Location: Orlando, FL
973 posts, read 1,990,629 times
Reputation: 382
Quote:
Originally Posted by jorobda View Post
I live in Lake Worth. My house has been on the market for a little over 30 days. I listed it at $300K and agreed to lower the price to $285K after 30 days. I cannot go under $285K. I paid $220K in 2003. I put approximately $50K into this home. I plan on moving out of state and I don't want to be in the same situation that I am in here, meaning living week to week. We figured that if we get $285K we would just have enough to pay off our bills and moving expenses and putting a down payment on another home. If we go any lower after all the fees we might as well not move. Well, I got and offer today. Someone saw my home when it was listed at $300K and now that it is $285, they made an offer of $260 and we pay 3% towards their closing which they figured out at $8,000. I am the second lowest (for my floorplan) in my community with much more upgrades that the lowest. I didn't take the offer. Should I wait and see if I get $285 FIRM. I told the realtor that I don't have any negotiating room and I am a little upset about that. I shouldn't have agreed to down $15K. I just don't know what to do. Do you think someone may walk through my door and give me my asking price. It is in a very desireable community called Smith Farm. I am hoping someone can give me an honest anwser.

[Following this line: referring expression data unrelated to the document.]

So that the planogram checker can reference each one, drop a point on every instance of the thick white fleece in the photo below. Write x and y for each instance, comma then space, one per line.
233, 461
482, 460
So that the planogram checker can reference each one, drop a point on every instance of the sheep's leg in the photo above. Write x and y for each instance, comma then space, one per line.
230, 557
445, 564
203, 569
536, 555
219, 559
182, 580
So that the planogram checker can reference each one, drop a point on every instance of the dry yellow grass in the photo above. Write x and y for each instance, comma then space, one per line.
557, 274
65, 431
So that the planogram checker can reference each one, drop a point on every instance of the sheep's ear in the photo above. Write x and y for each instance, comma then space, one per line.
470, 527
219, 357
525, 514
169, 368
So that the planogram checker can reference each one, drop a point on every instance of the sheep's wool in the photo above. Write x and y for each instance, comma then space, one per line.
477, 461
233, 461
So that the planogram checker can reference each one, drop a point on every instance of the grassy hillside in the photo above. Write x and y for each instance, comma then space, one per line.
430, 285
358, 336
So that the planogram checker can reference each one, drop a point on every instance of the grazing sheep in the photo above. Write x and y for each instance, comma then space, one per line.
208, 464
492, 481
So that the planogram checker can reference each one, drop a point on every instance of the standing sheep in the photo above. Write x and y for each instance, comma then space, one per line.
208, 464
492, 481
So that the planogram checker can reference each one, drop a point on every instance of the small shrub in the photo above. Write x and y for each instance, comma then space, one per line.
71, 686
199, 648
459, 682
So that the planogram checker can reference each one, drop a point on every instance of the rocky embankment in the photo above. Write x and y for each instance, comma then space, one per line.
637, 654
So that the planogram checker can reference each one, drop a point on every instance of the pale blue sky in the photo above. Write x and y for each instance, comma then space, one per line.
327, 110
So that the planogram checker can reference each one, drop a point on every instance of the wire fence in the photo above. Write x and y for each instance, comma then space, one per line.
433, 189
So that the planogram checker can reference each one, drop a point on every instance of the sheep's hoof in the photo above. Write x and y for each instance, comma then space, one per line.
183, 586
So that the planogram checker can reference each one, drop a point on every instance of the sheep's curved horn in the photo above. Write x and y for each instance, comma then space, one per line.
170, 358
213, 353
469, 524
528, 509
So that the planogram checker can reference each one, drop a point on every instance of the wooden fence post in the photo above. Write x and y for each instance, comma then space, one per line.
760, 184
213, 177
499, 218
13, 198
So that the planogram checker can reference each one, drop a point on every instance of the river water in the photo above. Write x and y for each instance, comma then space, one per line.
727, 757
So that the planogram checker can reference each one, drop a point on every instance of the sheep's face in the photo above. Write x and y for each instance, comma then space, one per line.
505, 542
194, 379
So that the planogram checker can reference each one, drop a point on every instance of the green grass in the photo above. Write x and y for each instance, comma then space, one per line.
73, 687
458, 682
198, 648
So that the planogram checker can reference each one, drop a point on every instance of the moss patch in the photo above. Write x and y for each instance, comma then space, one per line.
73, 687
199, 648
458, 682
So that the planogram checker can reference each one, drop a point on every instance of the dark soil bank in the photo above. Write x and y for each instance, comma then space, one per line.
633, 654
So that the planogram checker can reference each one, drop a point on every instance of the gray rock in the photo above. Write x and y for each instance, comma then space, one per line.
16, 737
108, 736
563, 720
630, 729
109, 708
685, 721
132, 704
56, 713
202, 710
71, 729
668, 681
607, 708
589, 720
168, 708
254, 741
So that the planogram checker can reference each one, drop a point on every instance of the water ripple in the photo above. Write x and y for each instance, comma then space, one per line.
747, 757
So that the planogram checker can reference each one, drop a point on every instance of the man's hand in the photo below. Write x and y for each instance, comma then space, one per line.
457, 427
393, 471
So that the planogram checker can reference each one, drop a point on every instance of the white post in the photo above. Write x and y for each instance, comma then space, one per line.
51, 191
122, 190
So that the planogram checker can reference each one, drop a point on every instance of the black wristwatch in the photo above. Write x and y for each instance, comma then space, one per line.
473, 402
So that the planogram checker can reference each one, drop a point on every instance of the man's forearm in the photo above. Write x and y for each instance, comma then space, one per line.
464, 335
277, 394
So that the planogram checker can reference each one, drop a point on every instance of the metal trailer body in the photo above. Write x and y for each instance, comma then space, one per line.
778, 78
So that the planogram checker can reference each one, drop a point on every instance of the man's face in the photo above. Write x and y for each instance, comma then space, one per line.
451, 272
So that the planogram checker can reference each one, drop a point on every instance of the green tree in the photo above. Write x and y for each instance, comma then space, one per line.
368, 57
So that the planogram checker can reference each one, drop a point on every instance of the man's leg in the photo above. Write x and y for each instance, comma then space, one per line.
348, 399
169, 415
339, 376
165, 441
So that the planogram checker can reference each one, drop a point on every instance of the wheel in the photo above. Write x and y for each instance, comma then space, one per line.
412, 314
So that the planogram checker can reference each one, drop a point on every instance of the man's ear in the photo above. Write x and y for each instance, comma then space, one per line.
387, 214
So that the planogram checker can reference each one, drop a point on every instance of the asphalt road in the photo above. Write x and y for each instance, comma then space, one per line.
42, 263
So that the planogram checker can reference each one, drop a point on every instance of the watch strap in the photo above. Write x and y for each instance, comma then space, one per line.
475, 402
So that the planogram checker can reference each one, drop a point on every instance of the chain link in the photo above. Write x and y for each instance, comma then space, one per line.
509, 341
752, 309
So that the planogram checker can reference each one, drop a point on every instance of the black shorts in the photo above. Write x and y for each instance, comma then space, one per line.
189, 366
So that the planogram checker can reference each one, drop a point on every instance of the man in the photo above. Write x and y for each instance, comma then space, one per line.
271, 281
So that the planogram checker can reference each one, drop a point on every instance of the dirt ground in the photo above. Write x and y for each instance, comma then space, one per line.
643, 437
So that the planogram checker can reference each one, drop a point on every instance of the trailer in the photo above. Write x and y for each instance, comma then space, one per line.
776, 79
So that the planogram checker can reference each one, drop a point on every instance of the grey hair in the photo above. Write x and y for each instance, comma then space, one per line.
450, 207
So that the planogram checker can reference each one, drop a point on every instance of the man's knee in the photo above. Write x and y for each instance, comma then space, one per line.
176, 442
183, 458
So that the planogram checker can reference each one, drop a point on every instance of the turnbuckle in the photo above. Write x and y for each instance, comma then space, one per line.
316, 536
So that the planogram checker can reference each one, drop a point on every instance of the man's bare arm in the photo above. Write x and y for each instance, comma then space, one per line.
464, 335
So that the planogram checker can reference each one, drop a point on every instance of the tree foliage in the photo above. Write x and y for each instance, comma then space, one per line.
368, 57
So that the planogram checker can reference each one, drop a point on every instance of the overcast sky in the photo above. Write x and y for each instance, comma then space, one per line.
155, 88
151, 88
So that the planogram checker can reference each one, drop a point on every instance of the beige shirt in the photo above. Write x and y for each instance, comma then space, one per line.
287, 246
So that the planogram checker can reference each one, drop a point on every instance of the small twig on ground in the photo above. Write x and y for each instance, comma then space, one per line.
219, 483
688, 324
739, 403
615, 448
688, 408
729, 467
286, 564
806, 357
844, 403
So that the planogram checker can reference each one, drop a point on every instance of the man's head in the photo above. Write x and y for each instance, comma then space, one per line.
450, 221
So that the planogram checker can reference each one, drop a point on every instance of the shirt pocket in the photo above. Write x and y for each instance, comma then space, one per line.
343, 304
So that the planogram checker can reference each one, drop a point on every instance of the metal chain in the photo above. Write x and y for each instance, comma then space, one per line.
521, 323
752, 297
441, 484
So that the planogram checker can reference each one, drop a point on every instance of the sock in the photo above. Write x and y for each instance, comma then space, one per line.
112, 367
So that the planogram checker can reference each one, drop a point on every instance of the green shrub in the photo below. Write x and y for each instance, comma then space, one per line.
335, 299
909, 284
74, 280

I agree with the last two posters - if you want to move, be ready to accept one of the first and few offers you're going to get that have a mortgage approved. There are plenty of desperate sellers out there willing to take much more than $40k off their original asking price, and as prices continue to fall you're going to see $260k be the starting point for negotiations. I can't tell you how many of my coworkers regret not taking an offer months ago that looked 'too low' then, but would gladly take now. People are trapped in their houses until prices become reasonable again. Look at it from the buyer's point of view - why buy now if they can wait another six months for a lower price? If someone shows up with an offer they're ready to sign on, take them seriously and think about how much of a headache that extra $25k is. Is it worth being trapped any longer? Stop the bleeding now and move on to the next part of your life.